The Couple Who Passed Away Holding Each Other In The Classic Movie ‘Titanic’ Was Inspired By A Real-Life Husband And Wife

Just like other natural and manmade disasters, the sinking of the RMS Titanic remains on the minds of many people to this very day.

There were over 1,500 passengers and crew that were killed as they were aboard the Titanic when it sank in the North Atlantic Ocean, after crashing into an iceberg on April 15, 1912. This sad and tragic event happened during the ship’s maiden voyage from Southampton to New York City — which was a much anticipated and exciting journey, given that the Titanic was, at that time, was the biggest ship afloat.

The huge death toll made this incident one of the deadliest maritime disasters (unrelated to wartime activity) in modern day history.

The sinking was brought to light again and memorialized in the 1997 movie, Titanic, which became broke box smash as it hit office records and earned a place in pop culture history. Today, this movie is one of my personal favorites and I’m sure many others can say the same!

I’ve practically memorized the entire (extremely long) film. One of the saddest moments that has always stuck with me is the death scene of two elderly passengers, a couple. But did you know that the onscreen pair was actually based on a real couple?

Scroll through to learn more about the real-life people behind this heartbreaking Titanic moment and their tragic true story.

 

If you’re a fan of the movie Titanic, you probably know that most of the main characters aren’t actual, historical figures.

That includes the two characters at the center of the movie’s love story, Jack Dawson and Rose DeWitt Bukater.

There’s some confusion among people; some think Jack was a real historical figure, because it turns out there was a “J. Dawson” who was a casualty in the sinking.

“J. Dawson” is buried in the Fairview Lawn Cemetery in Halifax, Nova Scotia — but he’s not the one Leonardo DiCaprio’s heartthrob, Jack, was based. The whole situation is actually just a complete coincidence.

It’s a bit of a bummer that the central love story isn’t real, but another relationship in the movie is very much based in reality: the one between the old people who died while cuddling in bed.

As you probably recall from the movie, the elderly couple holds one another in bed while their room fills up with freezing ocean water. They’ve opted to die together and go down with the ship.

It’s easily one of the film’s saddest moments, and we have the real-life Isidor and Ida Straus to thank for that.

According to their Encyclopedia Titanica pages, Isidor and Ida were first-class passengers on the Titanic.

The 67-year-old businessman and his 63-year-old wife traveled with their servants, John Farthing and Ellen Bird.

Isidor was famous (and extremely wealthy) for being the co-owner of Macy’s department store, along with his brother, Nathan.

He was also, at one point, a congressman for New York State.

Isidor married Ida in 1871.

They were among the richest people aboard the Titanic, which they’d boarded to return to New York after a winter in Europe together.

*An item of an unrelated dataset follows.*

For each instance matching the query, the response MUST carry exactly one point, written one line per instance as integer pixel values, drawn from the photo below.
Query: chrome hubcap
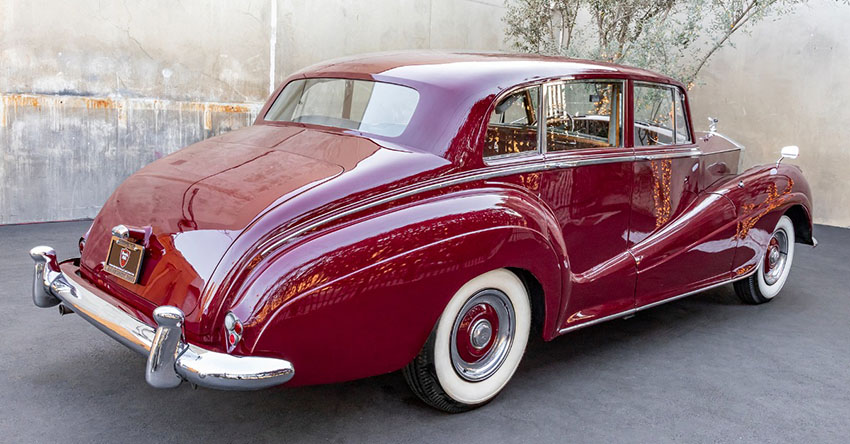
(775, 258)
(482, 335)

As the story goes, after the Titanic hit an iceberg, and it eventually became clear that the ship would sink, Ida (as both a first-class passenger and a woman) was immediately given a priority spot on a lifeboat.

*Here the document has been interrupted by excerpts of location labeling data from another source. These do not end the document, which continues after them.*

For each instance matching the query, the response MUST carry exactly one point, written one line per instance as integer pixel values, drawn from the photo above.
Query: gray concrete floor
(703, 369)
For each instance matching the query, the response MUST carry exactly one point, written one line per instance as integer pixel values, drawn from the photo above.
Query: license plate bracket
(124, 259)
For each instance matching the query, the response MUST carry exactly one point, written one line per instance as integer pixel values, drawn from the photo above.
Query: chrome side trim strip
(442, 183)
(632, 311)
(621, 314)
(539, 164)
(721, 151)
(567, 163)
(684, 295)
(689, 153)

According to a cable sent to their kids only hours after the ship went down, Ida stepped one foot into the lifeboat, thinking her husband was coming with her.

When she realized he wasn’t getting in the lifeboat with her, she stepped out.

Isidor and an officer reportedly urged Ida to get back into the lifeboat, but she refused. One account recalled overhearing Ida say, “We have lived together for many years. Where you go, I go.”

“Then, they walked to the opposite end of the ship,” Brett Gladstone, the Strauses’ great-great-grandson said. “They were last seen standing on the deck, clasping each other, calmly waiting.”

Ida’s maid, Ellen Bird, got Ida’s spot in the lifeboat. She gave a similar account of events to the family, confirming that the older woman willingly remained behind on the Titanic with her husband.

“Ida handed the fur she was wearing to her maid and said, ‘Get in the lifeboat,’” Brett recounted.

“She said, ‘You’re going to need this more than I will.’ I heard that the maid eventually gave the coat back to the family. Someone may still have it.”

While the specific circumstances of Isidor and Ida — lying in bed while the water engulfed them, waiting to die — were invented for the movie, they did indeed both lose their lives on the Titanic.

Isidor’s body was later recovered, and he was buried at Woodlawn Cemetery in the Bronx, New York. Ida’s body was never found, but she was given a memorial on her husband’s grave.

 

There is also a statue dedicated to the pair in the Isidor and Ida Straus Memorial located in the Straus Park in Manhattan.

Though the Strauses died in the tragedy, their beautiful love story will never be forgotten, thanks to these memorials and the movie Titanic.